India will ban manufacture, import, stocking, distribution, sale and use of identified single-use plastic items, which have low utility and high littering potential, all across the country from July 1, 2022.

For effective enforcement of ban on identified single-use plastics items, national and state level control rooms will be set up and special enforcement teams will be formed, the Ministry of Environment, Forest and Climate Change says.

States and Union Territories have been asked to set up border checkpoints to stop inter-state movement of any banned single-use plastic items, it adds.

The list of banned items includes earbuds with plastic sticks, plastic sticks for balloons, plastic flags, candy sticks, ice- cream sticks, polystyrene (thermocol) for decoration, plastic plates, cups, glasses, cutlery such as forks, spoons, knives, straw, trays, wrapping or packaging films around sweet boxes, invitation cards, cigarette packets, plastic or PVC banners less than 100 micron, and stirrers.

This comes after prime minister Narendra Modi gave a clarion call to phase out single-use plastic items by 2022. In the 4th United Nations Environment Assembly held in 2019, India had piloted a resolution on addressing single-use plastic products pollution.

The Plastic Waste Management Amendment Rules, 2021, also prohibit manufacture, import, stocking, distribution, sale and use of plastic carrybags having thickness less than seventy five microns with effect from September 30, 2021, and having thickness less than thickness of one hundred and twenty microns with effect from December 31, 2022.

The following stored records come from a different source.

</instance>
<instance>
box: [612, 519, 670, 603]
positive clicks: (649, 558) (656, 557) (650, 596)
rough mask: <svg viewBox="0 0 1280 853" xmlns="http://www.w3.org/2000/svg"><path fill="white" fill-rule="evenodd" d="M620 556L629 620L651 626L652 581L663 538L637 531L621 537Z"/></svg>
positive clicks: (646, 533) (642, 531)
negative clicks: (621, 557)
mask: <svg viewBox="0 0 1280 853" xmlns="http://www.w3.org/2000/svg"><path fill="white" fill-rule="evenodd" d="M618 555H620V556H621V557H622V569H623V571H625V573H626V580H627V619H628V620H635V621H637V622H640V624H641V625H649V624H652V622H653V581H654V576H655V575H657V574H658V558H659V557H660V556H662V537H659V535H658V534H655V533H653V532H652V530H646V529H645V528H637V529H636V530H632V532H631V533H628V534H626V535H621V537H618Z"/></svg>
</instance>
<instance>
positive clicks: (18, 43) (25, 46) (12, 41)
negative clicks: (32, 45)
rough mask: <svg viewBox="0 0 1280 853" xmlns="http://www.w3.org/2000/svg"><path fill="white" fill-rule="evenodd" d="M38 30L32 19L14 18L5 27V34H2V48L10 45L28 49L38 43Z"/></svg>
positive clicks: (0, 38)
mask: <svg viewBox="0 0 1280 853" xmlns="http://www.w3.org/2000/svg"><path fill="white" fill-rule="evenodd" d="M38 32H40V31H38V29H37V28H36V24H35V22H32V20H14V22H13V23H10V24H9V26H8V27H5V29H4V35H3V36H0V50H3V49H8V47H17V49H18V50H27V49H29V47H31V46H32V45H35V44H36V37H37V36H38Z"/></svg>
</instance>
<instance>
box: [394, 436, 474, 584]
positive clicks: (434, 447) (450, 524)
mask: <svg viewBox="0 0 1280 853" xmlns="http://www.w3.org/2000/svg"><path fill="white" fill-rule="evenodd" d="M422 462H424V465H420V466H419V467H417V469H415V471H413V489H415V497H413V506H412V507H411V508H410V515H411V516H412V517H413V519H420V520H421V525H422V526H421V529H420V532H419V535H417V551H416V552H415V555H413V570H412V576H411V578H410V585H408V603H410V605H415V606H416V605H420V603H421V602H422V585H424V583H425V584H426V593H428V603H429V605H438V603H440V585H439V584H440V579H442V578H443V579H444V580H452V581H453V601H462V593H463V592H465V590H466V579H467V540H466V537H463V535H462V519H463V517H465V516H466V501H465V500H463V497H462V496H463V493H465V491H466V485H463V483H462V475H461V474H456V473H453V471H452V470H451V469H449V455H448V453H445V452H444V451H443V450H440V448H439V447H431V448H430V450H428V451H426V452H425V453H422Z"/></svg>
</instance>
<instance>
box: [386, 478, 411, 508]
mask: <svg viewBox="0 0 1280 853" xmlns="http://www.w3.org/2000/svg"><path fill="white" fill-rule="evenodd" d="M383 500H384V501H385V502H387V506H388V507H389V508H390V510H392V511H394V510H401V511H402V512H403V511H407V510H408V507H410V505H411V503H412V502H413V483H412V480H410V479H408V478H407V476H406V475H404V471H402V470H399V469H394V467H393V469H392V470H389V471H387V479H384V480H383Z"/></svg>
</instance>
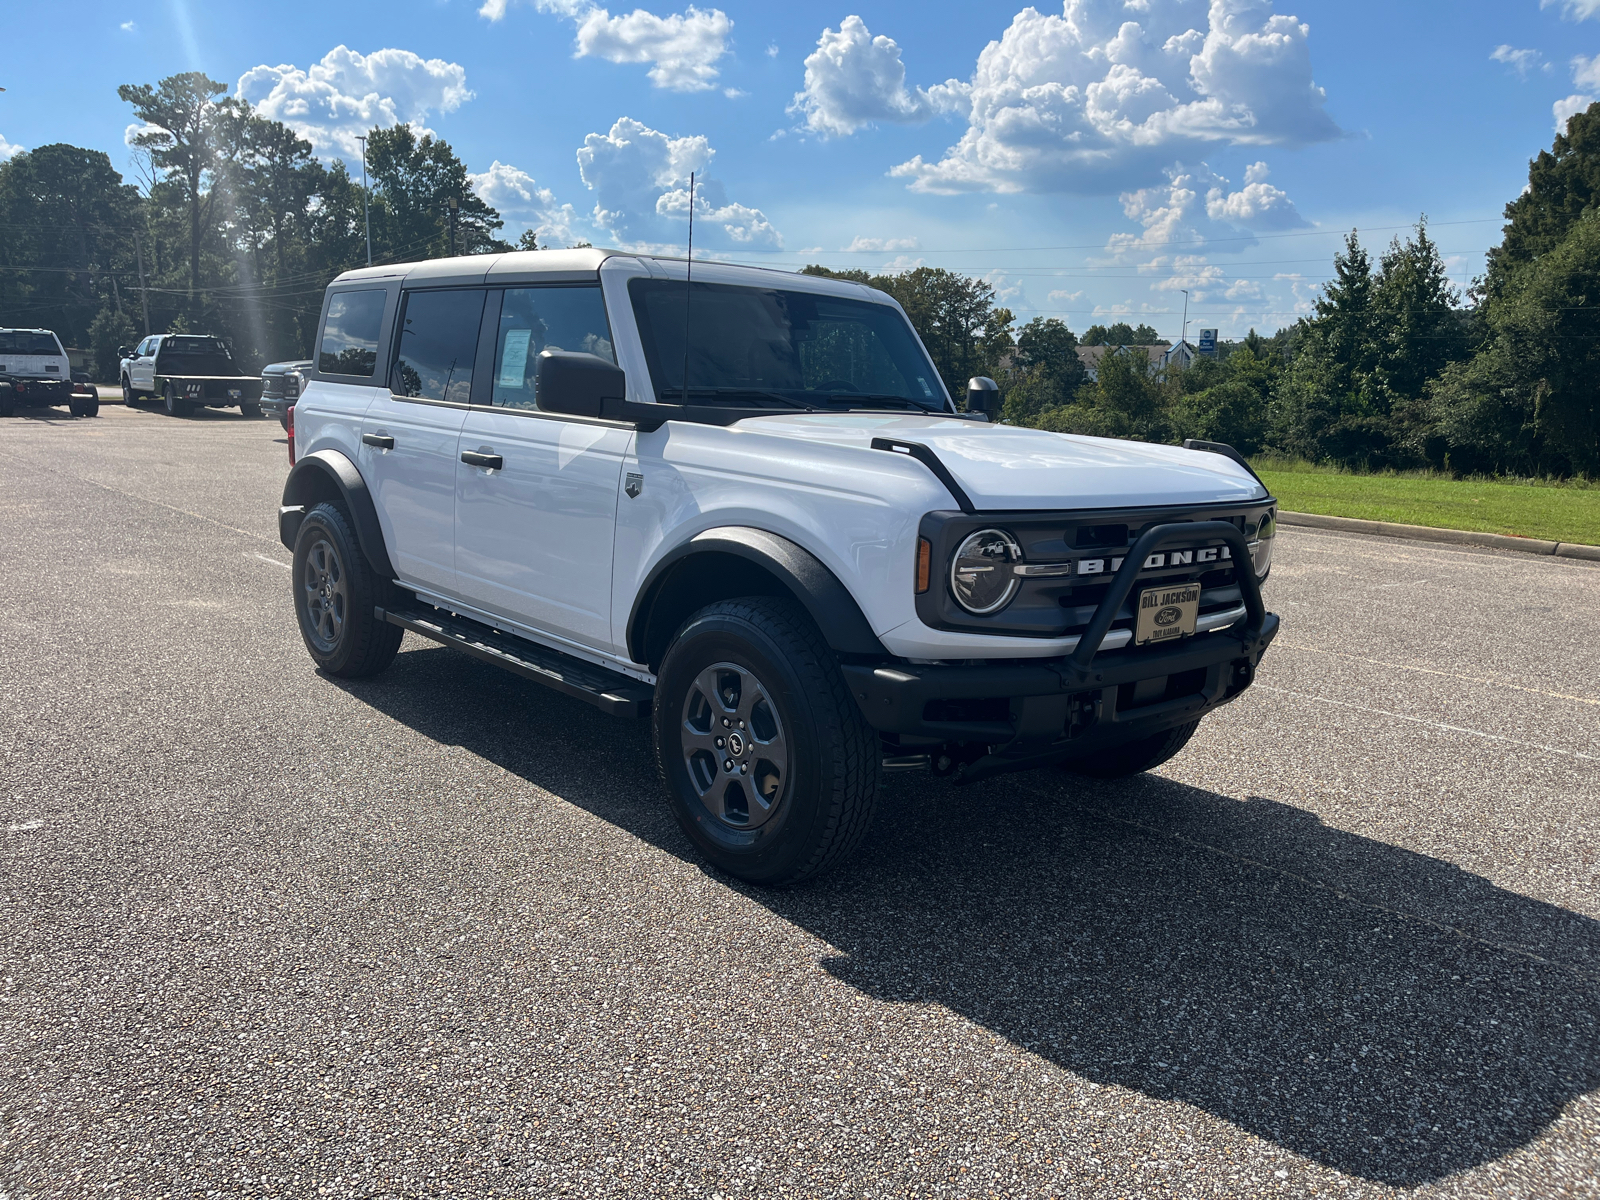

The Ministry of Environment, Forest and Climate Change has also notified the Guidelines on Extended Producers Responsibility on plastic packaging as Plastic Waste Management Amendment Rules, 2022 on February 16, 2022. Extended Producer Responsibility (EPR) is the responsibility of a producer for the environmentally sound management of the product until the end of its life.

The guidelines aim to provide a framework to strengthen the circular economy of plastic packaging waste, promote development of new alternatives to plastic packaging and provide next steps for moving towards sustainable plastic packaging by businesses.

"Capacity building workshops are being organised for MSME units to provide them technical assistance for manufacturing of alternatives to banned single use plastic items with the involvement of central and state pollution control boards along with Ministry of Small Micro and Medium Enterprises and Central Institute of Petrochemicals Engineering (CIPET) and their state centres," the government says, adding that provisions have also been made to support such enterprises in transitioning away from banned single use plastics.

CPCB Grievance Redressal app has been launched to empower citizens to help curb plastic menace.

The government says it has taken measures for awareness generation towards elimination of single-use plastics. "The awareness campaign has brought together entrepreneurs and startups, industry, central, state and local governments, regulatory bodies, experts, citizens organisations, R&D and academic institutions," it adds.